By J. K. Schmid, Special to the AFRO

A $15 minimum wage bill left Maryland’s general assembly conference committee Tuesday.

The bill is a reconciliation of measures that passed both houses by veto-proof margins this session.

The senate bill passed 32-15.

Sen. Cory V. McCray, a Democrat representing Baltimore City, cast the last vote, a vote in the bill’s favor.

“I feel pretty good about it in reference to all the working folks back home in the city of Baltimore,” McCray told the AFRO. “And I know that it’ll help working families across the state of Maryland, so I’m pretty excited.”

The bill appears to enjoy wide support across the state from the grass roots to leadership at the county and Baltimore City level.

“It’s important to acknowledge that the Howard County Executive Calvin Ball was supportive of this legislative initiative,” McCray said. “Baltimore County’s John Olzewski, Angela Alsobrooks of Prince George’s, Marc Elrich in Montgomery County, but also Madame Mayor, who also came down and gave testimony about Senate Bill 280.”

Baltimore Mayor Catherine E. Pugh joins the list of county executives after vetoing a $15 minimum wage bill March 2017.

McCray’s ideal bill would seek to secure adequate funding for Maryland’s Developmental Disability Administration hiring programs and demand more exacting verification that tipped workers will earn the mandated minimum wage as it increases (an amendment proposed by Brian Feldman) over the upcoming years.

Maryland’s minimum wage currently rests at $10.10 per hour. Both bills call for a general raise in the minimum wage to $15 per hour by January of 2025. The senate bill allowed for exemptions for Maryland’s smallest businesses, giving businesses with fewer than 15 employees until 2028 to raise their minimum wage.

“That’s the one amendment that gave me pause, and may get worked out in conference committee,” McCray said. “The year that we’re currently in is 2019, they wouldn’t reach the minimum wage until 2028. So I’m not sure if you would agree, but that’s a long time.”

Like many bills it’s a compromise, particularly over when Maryland workers will get a raise in line with Maryland’s ranking as one of the wealthiest states in the nation.

“We do understand that businesses have to make adjustments and there is a need to phase the bill in over time,” Ricarra Jones told the AFRO. “Of course, we wish that it would have been sooner, but we are glad that a few years from now, working families will receive much-needed, very long overdue raises.”

Jones is a longtime advocate and political organizer for the “Fight for 15.”

“It’s going to take them a few extra years than we hoped for, but nevertheless we’re excited that it’s going to be happening and we still have a big hurdle to overcome, with the governor possibly vetoing the legislation when it hits his desk,” Jones said.

Maryland’s legislature is only in session for a few more weeks, and Baltimore’s minimum wage bill veto wasn’t overridden due to defections and no-shows and scheduling that allowed the bill to expire.

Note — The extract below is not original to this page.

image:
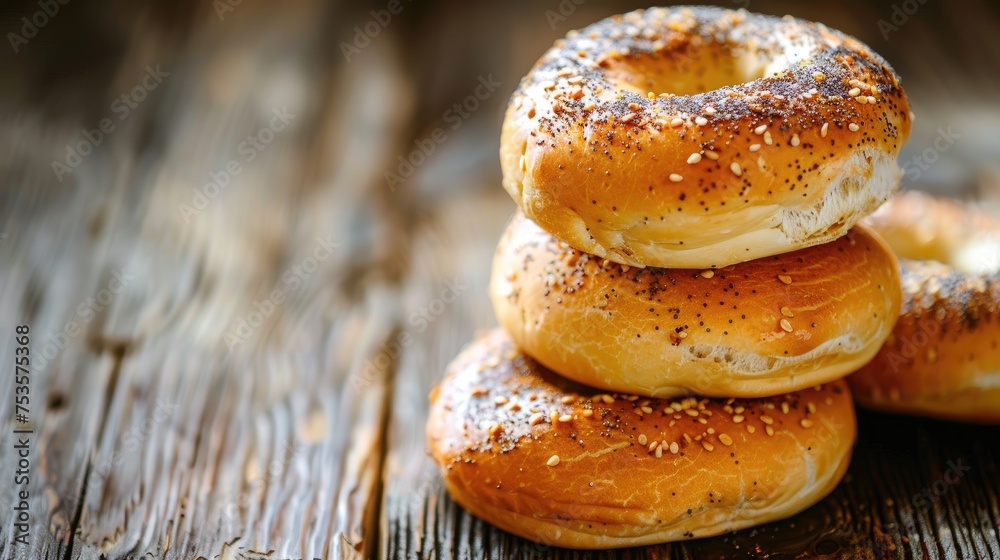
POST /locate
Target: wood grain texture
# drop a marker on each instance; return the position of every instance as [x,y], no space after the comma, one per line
[218,405]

“We’re just hoping that what we’ve been doing is going to continue to work,” Jones said. “Like having these conversations, having actual workers call elected officials and saying ‘hey, I need you to stay strong on this,’ and ‘thank you for your support on this initially, but we have another hurdle and we need you continue to vote for this.’”

Hogan has not committed to veto the bill; it could pass with or without his signature.

So we’re not planning to switch up our efforts, things have been working so far. Just the pressure from making calls is the most powerful way to get the attention of elected leaders,” Jones said.